Jurors have completed a second full day of deliberations without reaching a verdict in the trial of a woman accused of gunning down her daughter-in-law two years ago in Snellville.

The jury will return to work at 9 a.m. Wednesday.  Joanna Hayes faces life in prison if convicted of murdering Heather Strube.

WSB legal analyst Ron Carlson says it's too early to tell where the jury is headed.  He says the longer jurors deliberate, the more clear it is the defense was able to raise questions in the jurors minds.

Tuesday, jurors asked to hear the phone call again between Joanna Hayes and her son. In that call, Hayes' son essentially accused his mother of murder.

"Mom, why did you do it?" Steven Strube asks in the tape. "It looks just like you."

"Joanna Hayes did not do this thing," Defense attorney Bruce Morriss said during his closing statement Friday.

Prosecutors say Hayes was wearing a wig and fake mustache when she put a gun to Strube's head in the parking lot of a Target in Snellville in April of 2009 and pulled the trigger.

"You have to be confident in your disguise before you commit a murder like that," Assistant district attorney Dan Mayfield said during his closing statement. "What better disguise than to disguise yourself as a man."

Hayes' son and daughter-in-law were in the middle of a bitter divorce, and the state contends Hayes committed murder to prevent custody of the couple's 18-month-old son from going to the mother.

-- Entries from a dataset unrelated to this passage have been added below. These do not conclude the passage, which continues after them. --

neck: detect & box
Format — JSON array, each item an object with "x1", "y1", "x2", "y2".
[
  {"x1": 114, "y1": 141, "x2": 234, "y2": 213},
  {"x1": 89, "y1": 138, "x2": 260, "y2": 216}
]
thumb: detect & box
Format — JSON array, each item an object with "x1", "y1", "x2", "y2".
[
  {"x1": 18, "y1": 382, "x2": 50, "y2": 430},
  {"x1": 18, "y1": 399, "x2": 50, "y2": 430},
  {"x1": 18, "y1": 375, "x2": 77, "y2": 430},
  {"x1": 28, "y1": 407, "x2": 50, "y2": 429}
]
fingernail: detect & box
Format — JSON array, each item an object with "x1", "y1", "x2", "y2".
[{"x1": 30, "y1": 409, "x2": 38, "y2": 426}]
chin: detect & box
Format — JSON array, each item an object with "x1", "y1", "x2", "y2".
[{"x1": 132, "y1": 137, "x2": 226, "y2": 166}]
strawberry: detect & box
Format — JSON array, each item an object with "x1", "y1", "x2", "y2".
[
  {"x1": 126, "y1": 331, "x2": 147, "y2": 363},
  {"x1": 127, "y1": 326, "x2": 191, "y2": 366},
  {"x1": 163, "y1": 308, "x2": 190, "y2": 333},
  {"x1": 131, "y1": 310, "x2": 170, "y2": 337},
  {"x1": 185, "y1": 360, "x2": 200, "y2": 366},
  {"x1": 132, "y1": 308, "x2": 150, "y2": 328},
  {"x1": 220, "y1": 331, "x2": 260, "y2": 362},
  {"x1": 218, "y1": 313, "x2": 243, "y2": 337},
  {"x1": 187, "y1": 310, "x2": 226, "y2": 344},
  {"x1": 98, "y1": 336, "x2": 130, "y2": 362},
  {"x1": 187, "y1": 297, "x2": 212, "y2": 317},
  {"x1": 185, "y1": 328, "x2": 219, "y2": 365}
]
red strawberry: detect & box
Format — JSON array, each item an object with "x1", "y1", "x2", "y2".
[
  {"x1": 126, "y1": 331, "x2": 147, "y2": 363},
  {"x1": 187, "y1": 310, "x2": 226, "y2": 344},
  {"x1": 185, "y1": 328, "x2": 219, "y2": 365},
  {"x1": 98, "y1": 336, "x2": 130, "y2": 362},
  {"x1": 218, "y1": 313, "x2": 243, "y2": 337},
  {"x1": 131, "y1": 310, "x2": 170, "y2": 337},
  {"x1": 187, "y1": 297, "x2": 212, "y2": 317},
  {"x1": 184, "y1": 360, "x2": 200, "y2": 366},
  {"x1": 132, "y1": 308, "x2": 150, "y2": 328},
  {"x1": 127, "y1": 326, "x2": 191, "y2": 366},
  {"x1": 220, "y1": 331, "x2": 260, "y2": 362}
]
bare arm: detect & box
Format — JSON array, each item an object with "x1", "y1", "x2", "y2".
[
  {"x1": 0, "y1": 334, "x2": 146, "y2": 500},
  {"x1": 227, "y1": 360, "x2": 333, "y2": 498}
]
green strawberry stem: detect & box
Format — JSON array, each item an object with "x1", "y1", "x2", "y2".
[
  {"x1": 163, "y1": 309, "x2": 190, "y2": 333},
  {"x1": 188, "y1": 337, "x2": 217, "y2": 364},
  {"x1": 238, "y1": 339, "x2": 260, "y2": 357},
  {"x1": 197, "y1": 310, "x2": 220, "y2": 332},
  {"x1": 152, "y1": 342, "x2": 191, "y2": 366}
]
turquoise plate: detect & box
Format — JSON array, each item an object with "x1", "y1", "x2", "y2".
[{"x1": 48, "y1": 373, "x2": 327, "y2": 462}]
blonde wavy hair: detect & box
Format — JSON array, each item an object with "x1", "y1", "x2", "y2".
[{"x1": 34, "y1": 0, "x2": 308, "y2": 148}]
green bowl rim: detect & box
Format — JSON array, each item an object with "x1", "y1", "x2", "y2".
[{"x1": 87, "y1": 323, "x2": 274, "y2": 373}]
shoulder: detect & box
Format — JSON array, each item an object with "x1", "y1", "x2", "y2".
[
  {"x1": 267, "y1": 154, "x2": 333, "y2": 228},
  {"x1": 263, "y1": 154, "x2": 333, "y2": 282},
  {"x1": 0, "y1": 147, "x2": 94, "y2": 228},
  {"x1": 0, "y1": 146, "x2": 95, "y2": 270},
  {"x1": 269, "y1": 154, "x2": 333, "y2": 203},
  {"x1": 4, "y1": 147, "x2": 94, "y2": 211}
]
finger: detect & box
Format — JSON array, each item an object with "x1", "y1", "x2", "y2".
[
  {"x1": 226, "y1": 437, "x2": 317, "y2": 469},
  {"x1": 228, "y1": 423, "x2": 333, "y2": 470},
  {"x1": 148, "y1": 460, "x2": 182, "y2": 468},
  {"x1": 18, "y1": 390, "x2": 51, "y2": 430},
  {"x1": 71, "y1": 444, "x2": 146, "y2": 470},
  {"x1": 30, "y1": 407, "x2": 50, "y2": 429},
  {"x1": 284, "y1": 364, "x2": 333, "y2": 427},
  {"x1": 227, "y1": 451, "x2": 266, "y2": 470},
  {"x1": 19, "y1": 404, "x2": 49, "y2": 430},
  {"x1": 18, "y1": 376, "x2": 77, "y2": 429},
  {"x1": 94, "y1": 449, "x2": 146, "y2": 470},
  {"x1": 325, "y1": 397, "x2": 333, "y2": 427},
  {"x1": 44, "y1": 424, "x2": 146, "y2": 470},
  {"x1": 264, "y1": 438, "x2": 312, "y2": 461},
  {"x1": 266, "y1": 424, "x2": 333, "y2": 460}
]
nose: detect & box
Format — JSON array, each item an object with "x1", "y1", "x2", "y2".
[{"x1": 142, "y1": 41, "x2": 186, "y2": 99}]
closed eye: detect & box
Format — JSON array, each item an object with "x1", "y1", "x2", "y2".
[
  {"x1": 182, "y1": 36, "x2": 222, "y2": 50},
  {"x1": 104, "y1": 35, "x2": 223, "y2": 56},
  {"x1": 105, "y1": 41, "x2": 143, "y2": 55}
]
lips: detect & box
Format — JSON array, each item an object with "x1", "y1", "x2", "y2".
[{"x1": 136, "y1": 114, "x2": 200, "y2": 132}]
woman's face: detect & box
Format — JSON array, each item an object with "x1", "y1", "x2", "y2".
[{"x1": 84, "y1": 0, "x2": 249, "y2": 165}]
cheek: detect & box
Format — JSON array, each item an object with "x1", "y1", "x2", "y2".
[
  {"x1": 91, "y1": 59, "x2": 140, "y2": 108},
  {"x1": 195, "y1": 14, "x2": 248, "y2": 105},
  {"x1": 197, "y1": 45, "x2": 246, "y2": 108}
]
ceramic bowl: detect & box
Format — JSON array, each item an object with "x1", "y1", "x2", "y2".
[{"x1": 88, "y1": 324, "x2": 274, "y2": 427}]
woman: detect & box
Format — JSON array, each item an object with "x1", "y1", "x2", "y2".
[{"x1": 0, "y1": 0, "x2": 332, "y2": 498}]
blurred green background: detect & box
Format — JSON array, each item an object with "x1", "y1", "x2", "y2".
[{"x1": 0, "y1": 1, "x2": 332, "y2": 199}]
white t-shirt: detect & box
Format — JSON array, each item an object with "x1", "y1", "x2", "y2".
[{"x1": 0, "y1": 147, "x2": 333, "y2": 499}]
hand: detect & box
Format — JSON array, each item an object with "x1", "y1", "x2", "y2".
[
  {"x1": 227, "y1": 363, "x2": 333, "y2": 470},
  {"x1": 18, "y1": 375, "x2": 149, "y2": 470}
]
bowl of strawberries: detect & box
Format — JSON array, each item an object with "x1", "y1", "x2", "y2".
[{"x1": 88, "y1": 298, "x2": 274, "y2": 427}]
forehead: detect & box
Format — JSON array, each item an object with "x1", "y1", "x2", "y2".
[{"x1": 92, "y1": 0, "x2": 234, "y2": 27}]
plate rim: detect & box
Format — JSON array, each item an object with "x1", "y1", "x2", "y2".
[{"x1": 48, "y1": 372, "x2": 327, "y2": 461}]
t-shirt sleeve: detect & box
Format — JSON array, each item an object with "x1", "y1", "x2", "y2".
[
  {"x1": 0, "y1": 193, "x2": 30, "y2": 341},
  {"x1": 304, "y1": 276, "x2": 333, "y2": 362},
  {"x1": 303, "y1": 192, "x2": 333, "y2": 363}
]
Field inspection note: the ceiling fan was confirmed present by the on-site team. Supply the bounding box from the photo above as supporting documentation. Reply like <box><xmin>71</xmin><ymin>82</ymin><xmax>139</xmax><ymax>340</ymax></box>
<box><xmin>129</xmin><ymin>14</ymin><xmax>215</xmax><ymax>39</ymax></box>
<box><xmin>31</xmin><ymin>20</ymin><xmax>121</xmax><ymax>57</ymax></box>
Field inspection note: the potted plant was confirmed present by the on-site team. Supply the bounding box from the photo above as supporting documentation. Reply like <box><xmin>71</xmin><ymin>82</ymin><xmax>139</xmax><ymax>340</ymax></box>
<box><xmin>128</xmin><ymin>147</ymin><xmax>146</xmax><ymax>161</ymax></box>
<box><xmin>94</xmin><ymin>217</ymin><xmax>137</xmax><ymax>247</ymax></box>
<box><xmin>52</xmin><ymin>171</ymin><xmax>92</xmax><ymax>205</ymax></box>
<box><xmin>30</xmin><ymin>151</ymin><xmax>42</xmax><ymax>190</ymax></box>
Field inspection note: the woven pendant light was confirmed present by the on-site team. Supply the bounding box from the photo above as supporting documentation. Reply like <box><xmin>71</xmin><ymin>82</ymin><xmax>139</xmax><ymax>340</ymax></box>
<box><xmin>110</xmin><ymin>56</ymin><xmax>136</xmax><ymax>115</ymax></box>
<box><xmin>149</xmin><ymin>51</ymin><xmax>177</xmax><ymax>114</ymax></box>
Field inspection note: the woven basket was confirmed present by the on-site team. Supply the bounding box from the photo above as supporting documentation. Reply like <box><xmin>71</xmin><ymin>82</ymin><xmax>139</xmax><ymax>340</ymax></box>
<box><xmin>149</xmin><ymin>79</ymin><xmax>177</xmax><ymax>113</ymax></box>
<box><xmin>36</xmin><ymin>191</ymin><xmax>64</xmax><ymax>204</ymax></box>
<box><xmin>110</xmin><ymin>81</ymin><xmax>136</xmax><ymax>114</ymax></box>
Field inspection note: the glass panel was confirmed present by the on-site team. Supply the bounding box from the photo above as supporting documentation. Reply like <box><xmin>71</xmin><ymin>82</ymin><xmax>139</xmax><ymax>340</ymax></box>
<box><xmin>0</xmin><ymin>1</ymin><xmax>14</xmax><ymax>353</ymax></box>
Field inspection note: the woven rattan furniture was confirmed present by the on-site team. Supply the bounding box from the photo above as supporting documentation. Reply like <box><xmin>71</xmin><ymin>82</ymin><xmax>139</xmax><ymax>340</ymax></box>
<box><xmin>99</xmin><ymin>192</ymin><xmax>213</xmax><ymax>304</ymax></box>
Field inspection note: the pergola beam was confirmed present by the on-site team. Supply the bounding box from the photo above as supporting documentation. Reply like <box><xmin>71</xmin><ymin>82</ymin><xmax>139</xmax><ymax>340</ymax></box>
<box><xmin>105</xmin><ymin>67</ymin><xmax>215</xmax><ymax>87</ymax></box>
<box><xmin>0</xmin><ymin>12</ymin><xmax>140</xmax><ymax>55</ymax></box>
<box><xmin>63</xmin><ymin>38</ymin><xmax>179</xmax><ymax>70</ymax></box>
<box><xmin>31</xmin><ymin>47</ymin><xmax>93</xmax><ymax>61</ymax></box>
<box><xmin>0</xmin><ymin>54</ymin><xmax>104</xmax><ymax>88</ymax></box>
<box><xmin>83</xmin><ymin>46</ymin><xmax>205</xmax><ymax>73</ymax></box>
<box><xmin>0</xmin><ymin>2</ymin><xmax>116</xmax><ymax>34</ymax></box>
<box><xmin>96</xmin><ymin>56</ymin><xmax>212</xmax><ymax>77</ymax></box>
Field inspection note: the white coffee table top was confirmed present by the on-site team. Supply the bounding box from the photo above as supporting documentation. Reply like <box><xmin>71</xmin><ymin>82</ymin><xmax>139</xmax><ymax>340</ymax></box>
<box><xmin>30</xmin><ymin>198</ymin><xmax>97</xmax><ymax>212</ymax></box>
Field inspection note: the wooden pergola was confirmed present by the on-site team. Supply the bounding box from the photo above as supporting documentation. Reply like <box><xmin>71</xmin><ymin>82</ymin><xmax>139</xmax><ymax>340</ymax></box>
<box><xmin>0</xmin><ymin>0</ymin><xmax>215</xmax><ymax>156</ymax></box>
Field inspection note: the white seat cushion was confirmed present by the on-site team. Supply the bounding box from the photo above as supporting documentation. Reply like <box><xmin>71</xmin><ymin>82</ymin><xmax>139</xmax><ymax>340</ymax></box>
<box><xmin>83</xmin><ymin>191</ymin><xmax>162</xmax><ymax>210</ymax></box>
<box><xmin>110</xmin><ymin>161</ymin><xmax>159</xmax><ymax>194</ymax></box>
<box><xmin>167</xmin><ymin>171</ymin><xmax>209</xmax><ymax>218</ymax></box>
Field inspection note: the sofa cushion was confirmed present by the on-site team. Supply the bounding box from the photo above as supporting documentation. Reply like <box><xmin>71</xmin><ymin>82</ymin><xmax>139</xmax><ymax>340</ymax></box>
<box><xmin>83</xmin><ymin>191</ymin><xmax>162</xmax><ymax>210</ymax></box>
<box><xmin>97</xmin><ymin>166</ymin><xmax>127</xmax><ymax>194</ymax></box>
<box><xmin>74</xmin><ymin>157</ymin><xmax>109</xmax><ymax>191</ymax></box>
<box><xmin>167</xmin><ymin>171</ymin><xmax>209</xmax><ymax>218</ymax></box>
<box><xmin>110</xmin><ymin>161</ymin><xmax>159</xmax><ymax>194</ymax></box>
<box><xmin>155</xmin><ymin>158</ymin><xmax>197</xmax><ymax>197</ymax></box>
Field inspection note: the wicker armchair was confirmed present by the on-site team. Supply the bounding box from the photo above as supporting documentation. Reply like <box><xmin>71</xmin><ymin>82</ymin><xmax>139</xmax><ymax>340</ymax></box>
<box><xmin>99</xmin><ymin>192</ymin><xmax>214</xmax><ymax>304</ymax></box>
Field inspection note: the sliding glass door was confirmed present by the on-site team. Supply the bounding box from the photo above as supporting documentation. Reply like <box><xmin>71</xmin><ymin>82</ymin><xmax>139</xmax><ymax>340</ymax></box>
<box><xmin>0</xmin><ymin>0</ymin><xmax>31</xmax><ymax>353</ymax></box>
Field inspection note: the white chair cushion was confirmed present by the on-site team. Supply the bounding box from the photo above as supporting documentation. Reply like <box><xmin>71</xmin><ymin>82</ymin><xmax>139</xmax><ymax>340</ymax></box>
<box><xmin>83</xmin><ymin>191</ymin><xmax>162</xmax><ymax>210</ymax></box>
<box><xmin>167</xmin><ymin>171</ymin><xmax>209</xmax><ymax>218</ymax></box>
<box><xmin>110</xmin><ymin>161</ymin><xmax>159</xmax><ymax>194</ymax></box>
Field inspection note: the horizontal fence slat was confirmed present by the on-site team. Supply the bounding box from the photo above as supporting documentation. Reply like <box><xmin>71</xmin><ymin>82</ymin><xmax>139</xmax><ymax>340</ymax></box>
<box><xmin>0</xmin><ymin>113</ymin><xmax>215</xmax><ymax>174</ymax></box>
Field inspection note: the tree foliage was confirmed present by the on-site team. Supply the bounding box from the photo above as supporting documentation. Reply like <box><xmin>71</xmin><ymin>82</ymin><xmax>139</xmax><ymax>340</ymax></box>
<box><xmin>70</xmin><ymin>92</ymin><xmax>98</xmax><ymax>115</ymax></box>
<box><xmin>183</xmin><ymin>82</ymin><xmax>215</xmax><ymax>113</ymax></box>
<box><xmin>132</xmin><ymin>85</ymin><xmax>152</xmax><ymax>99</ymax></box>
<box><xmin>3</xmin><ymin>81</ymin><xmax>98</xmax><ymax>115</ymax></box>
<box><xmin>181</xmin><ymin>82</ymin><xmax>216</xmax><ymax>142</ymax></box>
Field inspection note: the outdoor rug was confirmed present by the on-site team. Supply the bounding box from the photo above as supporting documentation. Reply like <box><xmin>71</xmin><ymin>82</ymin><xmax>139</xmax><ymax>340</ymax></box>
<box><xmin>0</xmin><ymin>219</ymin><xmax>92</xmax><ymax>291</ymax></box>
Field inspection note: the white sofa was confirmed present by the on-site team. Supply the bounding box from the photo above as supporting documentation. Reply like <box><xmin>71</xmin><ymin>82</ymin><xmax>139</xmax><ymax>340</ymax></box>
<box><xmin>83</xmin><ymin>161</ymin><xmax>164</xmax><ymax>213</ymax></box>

"She did not approve of Heather as a mom," said Mayfield. "She committed this murder out of some sick sense of family."

"People divorce, change custody hundreds of times a day, likely, in metro Atlanta," said defense attorney Bruce Morris. "Is this really the basis for a killing?"

Hayes faces four counts including murder, felony murder, aggravated assault, and possession of a weapon during the commission of a felony.

The final witness for defendant Hayes was Heather Kleider, an eyewitness expert who says police should have shown witnesses photo lineups of both male and female suspects--not just all female--as they tried to find Strube's killer.

"If you say that you saw a person of one gender, and then you're shown a lineup of a whole 'nother gender, then that would throw into question everything that you said that you saw to begin with," Kleider told the Gwinnett County jury.  "Because now, the police must know more if they're showing you something else.  So that would be highly suggestible."

Morriss has consistently argued that police zeroed in on Hayes early on in the investigation, and never looked for other suspects.

Last week, Hayes told the judge she did not want to take the stand.